Try to stay away from social media, TV news, and negative people as much as possible. Turn to those who make you laugh and smile, TV shows or positive sources of news. Laughter and positive thinking support the immune system and the hormones you release will also make your baby happy!


Also, don’t believe in everything you read or hear. Social media is a hotpot for unfiltered, false information. Make sure you choose reliable sources, because fake news is widespread and can have a detrimental effect on your mental and physical health. Trusted sources are the WHO recommendations and the guidelines issued by your local health authorities about pregnancy and the Coronavirus, so check them on a regular basis. And in case of doubt, talk to your doctor to get proper medical advice.

What special care should I take during pregnancy?
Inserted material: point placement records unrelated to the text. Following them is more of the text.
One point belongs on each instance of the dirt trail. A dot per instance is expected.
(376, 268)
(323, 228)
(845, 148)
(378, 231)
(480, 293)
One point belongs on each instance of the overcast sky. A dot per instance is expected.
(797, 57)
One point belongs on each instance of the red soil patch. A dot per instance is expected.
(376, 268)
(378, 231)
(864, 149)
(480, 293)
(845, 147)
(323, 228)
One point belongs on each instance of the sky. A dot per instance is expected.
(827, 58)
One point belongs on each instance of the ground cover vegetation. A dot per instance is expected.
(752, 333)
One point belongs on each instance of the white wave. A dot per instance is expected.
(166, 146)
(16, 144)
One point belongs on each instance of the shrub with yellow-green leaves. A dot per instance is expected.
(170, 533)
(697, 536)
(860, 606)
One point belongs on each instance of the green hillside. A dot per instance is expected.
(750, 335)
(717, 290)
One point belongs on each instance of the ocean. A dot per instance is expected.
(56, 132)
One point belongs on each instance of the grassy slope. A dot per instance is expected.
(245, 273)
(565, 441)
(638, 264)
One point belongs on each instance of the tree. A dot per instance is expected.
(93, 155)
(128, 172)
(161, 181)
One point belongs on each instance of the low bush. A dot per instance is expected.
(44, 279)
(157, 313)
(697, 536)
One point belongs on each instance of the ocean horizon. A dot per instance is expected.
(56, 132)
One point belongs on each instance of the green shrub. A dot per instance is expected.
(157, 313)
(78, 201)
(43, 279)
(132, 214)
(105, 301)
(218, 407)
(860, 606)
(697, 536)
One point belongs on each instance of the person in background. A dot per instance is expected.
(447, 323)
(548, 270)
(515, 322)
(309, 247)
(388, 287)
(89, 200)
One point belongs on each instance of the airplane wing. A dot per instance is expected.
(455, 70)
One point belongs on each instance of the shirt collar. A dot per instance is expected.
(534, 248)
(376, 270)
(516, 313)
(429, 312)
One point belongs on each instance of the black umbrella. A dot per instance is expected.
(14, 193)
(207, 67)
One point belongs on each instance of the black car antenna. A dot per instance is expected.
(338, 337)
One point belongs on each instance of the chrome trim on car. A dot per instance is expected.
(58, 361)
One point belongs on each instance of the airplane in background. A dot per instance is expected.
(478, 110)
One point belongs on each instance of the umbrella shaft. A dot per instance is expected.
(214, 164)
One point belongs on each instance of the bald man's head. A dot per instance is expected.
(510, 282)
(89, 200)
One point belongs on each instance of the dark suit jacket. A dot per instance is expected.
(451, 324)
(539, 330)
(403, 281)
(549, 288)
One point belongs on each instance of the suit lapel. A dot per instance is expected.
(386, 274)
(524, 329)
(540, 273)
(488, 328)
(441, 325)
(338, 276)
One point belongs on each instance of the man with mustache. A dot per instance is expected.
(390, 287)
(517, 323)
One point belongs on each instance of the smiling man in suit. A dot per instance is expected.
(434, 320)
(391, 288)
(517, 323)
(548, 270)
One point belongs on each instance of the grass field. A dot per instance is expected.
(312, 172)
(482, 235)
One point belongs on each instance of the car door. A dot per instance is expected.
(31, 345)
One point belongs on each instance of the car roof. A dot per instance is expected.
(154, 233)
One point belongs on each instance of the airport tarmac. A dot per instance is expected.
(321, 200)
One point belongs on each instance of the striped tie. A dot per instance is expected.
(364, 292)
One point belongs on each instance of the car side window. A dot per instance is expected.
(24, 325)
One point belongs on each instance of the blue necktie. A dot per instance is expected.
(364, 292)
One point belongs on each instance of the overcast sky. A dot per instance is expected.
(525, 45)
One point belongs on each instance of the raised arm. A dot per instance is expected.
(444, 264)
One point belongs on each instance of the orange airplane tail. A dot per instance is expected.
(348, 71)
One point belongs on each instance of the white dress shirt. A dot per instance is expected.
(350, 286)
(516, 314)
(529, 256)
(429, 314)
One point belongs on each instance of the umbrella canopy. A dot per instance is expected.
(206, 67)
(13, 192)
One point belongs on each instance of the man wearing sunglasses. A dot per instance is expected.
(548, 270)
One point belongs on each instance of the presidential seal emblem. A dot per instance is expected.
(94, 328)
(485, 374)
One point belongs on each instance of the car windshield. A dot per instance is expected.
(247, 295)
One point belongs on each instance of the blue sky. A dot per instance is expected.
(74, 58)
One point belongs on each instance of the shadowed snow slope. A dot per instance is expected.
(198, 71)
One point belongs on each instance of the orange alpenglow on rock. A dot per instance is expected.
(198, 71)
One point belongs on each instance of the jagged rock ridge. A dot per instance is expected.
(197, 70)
All pregnant women, including those with the Coronavirus, have the right to the best care before childbirth. If you’re diagnosed with or are suspected of having the Coronavirus, everyone around you, including healthcare professionals, should take the appropriate precautions to reduce risks of infection. These include hand hygiene and the use of protective clothing like gloves, gowns and medical masks. 

I have the Coronavirus, do I have to give birth by caesarean?

Talk to your doctor. The WHO says that Caesarean sections should only be performed when they are medically justified.

How you give birth is ultimately your choice. You should choose it based on your personal preferences and your doctor’s recommendations.

I’m pregnant. Can I meet my relatives and friends?

As a proud mother-to-be, you may be excited about showing your growing tummy to family and friends. But due to social distancing this is not the time for face-to-face meetings. So how about Facetime? We’re lucky to live in an era of Skype, Zoom and Google Hangouts that make it easy to communicate with friends and family or share your stories with other pregnant mums in forums. So, for the moment stay in touch online.

What if a relative wants to touch my tummy?

As tempting as it may be, keep your personal distance, even with relatives. Do not shake hands, hug or let anyone touch your tummy or pick up your child during this time. All of this means ‘contact’ and will increase the risk of you or your baby getting the Coronavirus.

And if you’re worried about hurting their feelings, remind them of social distancing and how it protects your and your baby’s health, as well as their own.

How can I improve my state of mind?

Mindfulness is about paying attention to your feelings, your body and what is around you. It is also defined as “being in the moment”. It helps protect you from the anxiety caused by all the unpredictability and inability to control what’s going on.

Please make time for relaxing your pregnant body, mind, and soul. That will help you keep the stress levels low and support your immune system and health.

If you’d like to know more there are plenty of mindfulness apps out there.

What if I need professional help?

It’s normal to feel anxious and even slightly depressed during pregnancy. There are lots of hormones flying around inside your body at this time. Add in the fear of catching the Coronavirus and it’s only normal to feel worried.

If you feel overly anxious, don’t be afraid to seek professional psychological and medical support, particularly when you are in self-confinement away from your loved ones.

What else can you do to relieve your stress? Deep breathing from time to time. Or sharing your worries with loved ones. Basically, don’t keep it inside.

Philosopher Immanuel Kant said human beings have been given “three things to balance the odds of life: hope, sleep, and laughter.” Keep this in mind and try to make all three of them part of your daily life.

Information on this page is not intended to be a substitute for professional medical advice. Always seek the advice of a healthcare professional if you have any questions or concerns.